I flushed even brighter. Okay, so I’d picked out some things I wouldn’t mind being tried on me. I sometimes served as a sub for a couple guys down the road, so I’d made sure everything would fit, in case I decided to bring something new along the next time I went over to play. But no way was I going to let a total stranger render me helpless in a foreign city.
On the other hand, being in Montreal, hours from home, all on my own was making me feel a little…reckless? Ready to move out of my comfort zone?
No. It just took being stupid once, and my life would never be the same again. Besides, I didn’t know if this guy was into—product. When I’d gone down to dinner, I’d had no idea I’d be bringing a guest upstairs.
“I wouldn’t have left those things out if I’d known…” My voice trailed off as Vanor picked up a pair of handcuffs and looked at me. God damn those eyes! He could read my mind with them. The beautiful gold flecks were definitely dancing. No, it had to be my imagination. Nobody had eyes like that.
He reached out and dimmed the light on the desk so the room became shadowy, dark, and quiet.
“Um…” Why was I crossing the floor toward him? Why was I thinking about how much I wanted my very own dom some day? A dom I wouldn’t have to share? This wasn’t the time or place to contemplate my fantasies. This was the time to be on guard. Obviously, my dreams were not going to get fulfilled here, tonight, not with a total stranger. I’d never be able to let go with someone I didn’t have a solid relationship with. I wasn’t sure why I’d invited him up. I just knew that the sadness in his eyes made me want to comfort him.

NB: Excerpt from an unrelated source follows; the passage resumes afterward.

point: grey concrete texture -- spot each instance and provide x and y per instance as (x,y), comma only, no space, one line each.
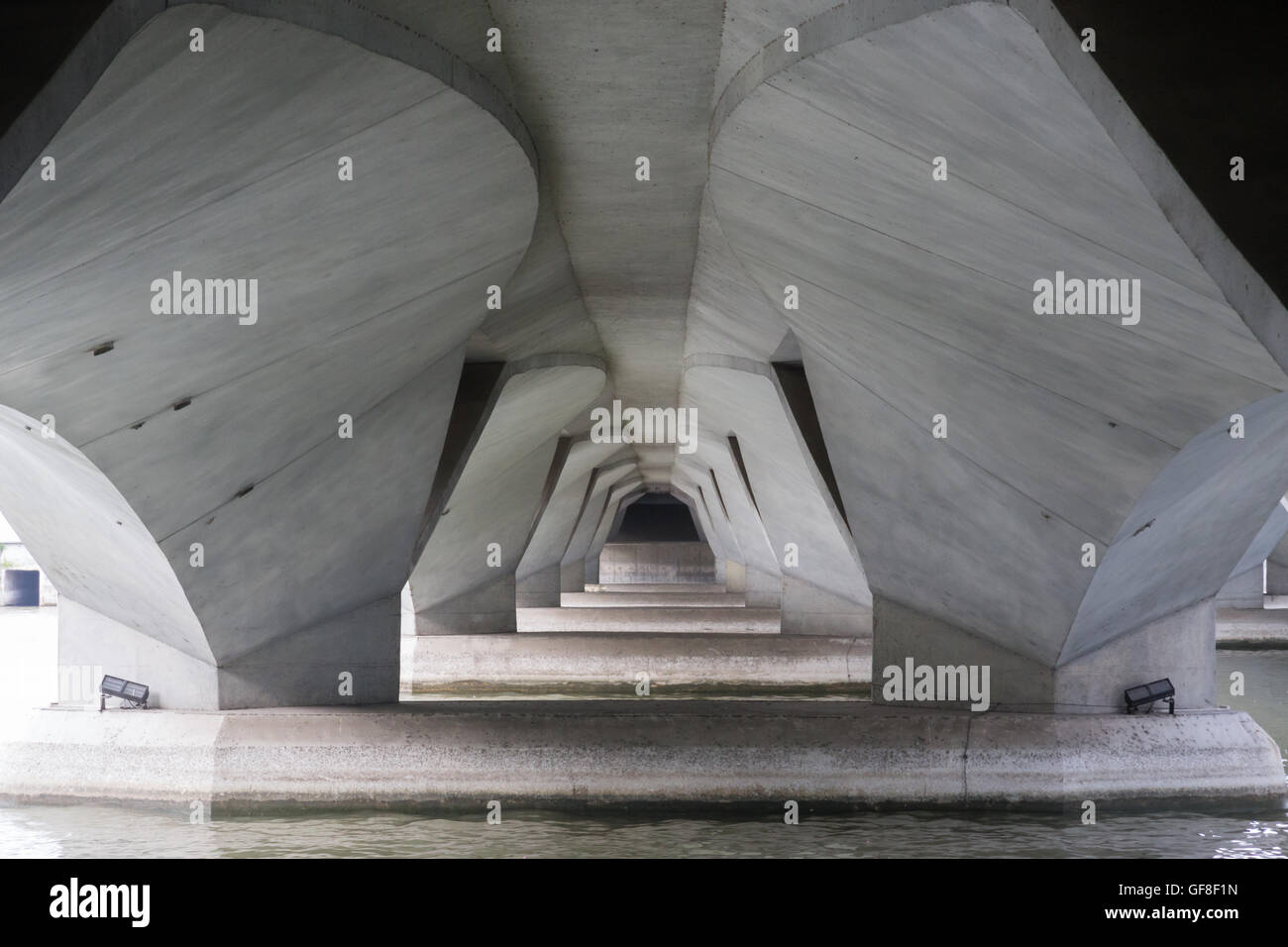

And now there were handcuffs dangling from his fingers. How could I tell him this really wasn’t what I’d had in mind? Especially with my body going all quivery?
Oh, oh fuck.
These handcuffs had a real lock with a real key. If this went wrong, I could be left in an embarrassing situation, if not worse. Hell, I wasn’t even in my own country. No way should I be thinking of going forward with this. If I let him put those cuffs on me, I’d be too scared to feel anything at all.
And yet, deep down, didn’t I want to be afraid? At least a little? For once, to be able to have sex and not have to be orchestrating everything from a sub position, which defeated the purpose of being a sub. I wanted a dom who could dominate me.
“Take off your shirt,” he said in a low voice.
Just like that? Without talking first? Did he assume our bodies could communicate each other’s needs and desires? I was pretty sure it didn’t work like that. Nor was I remotely considering taking off my shirt.
I shook my head. But was I saying no to everything, or no to taking off my shirt? I wasn’t sure.
Vanor raised one hand, the one without the cuffs. “A moment. We understand each other, correct?”
Oh yeah, I understood him for sure. But…no.
Vanor spoke again in the same direct, quiet voice. “I’ll give you a safeword.” He paused, thinking, and a gust of wind hit the window with a sharp rattle of the sleet and snow mix that had been falling when I’d closed the drapes. He turned back to me. “Your word is ‘winter.’ Will you accept it?”